# Soil Test Results



## IntoTheGreen (Jul 10, 2018)

just got my soil test back but not sure what it all means - other than I should just use nitrogen only.
My first test whatsoever - looks scary with the Phosphorus or Iron.
Should I be worried on anything?
Oh, and you should know that this lawn has been neglected so long that the backyard 30-feet from a row of huge douglas fir trees was about 70% moss and front yard about 40%.
The way it is, moss loves it, grass hates it.


----------



## g-man (Jun 15, 2017)

Do you know the lab and/or test methods?
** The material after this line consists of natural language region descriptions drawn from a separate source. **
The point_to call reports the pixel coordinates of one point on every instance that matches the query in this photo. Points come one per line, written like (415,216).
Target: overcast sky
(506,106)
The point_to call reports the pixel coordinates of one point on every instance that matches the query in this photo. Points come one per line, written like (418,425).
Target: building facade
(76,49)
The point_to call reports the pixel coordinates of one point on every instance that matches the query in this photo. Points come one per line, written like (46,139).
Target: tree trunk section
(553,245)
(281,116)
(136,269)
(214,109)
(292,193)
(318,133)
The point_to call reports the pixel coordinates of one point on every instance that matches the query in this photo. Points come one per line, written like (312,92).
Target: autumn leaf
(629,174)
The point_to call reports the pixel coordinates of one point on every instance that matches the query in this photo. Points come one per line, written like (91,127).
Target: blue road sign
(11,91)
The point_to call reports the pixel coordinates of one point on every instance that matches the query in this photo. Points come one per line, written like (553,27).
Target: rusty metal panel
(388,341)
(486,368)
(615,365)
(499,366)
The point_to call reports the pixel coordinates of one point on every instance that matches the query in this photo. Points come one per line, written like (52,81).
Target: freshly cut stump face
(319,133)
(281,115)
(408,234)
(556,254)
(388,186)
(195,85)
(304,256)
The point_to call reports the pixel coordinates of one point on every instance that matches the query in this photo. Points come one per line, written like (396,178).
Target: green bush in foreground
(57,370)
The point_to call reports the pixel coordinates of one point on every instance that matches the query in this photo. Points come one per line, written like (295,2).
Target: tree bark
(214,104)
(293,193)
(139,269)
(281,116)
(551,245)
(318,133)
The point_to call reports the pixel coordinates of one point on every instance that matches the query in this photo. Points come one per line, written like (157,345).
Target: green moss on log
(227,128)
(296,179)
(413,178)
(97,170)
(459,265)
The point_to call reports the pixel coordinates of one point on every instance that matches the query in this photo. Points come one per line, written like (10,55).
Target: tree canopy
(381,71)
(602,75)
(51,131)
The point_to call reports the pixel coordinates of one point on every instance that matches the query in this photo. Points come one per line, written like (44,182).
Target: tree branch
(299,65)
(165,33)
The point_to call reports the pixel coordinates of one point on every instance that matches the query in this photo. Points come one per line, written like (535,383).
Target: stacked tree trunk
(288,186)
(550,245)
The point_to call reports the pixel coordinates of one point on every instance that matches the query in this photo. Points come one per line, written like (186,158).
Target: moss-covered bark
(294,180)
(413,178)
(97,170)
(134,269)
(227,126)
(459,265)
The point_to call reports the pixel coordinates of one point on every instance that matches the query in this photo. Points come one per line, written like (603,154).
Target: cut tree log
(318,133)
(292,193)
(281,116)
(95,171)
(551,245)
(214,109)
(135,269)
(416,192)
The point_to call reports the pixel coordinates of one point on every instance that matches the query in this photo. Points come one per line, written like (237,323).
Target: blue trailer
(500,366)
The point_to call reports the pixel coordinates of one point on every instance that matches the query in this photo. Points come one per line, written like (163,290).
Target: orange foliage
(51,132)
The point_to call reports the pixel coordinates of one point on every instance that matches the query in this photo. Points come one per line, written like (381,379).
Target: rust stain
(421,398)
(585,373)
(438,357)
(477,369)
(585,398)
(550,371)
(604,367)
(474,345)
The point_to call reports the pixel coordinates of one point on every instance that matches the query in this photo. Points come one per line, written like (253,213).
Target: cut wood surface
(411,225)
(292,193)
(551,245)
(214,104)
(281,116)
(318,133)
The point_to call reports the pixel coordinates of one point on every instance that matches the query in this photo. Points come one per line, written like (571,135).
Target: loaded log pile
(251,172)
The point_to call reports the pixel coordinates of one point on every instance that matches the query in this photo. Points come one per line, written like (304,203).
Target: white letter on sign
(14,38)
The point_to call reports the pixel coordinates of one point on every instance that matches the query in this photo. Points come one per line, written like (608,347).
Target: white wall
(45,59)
Otherwise we will just use the graph.

Mostly you just need nitrogen and some potassium. Avoid phosphorus. Nothing wrong with your iron. For your area, perennial ryegrass seems to work the best.


----------



## IntoTheGreen (Jul 10, 2018)

Test method I don't know. Lab was Simply Soil Testing out of Burlington, WA.
Yep, I'll go with N only. And, recently tore out moss with a Manta power rake - lot's of it - and will over seed with PRG brand "Major League" called "Tough Turf" mix. I got it at the local Co-Op and supposedly it is the same grass that they use at the Everett, WA AquaSox baseball field.


----------



## Muddysneakers77 (Nov 3, 2018)

I live in Monroe, WA and was planning on using the same Lab out of Burlington in the Spring. I have had a lot of fungus in my new yard and need a 'base' to see where all my Macros & Micros are at.


----------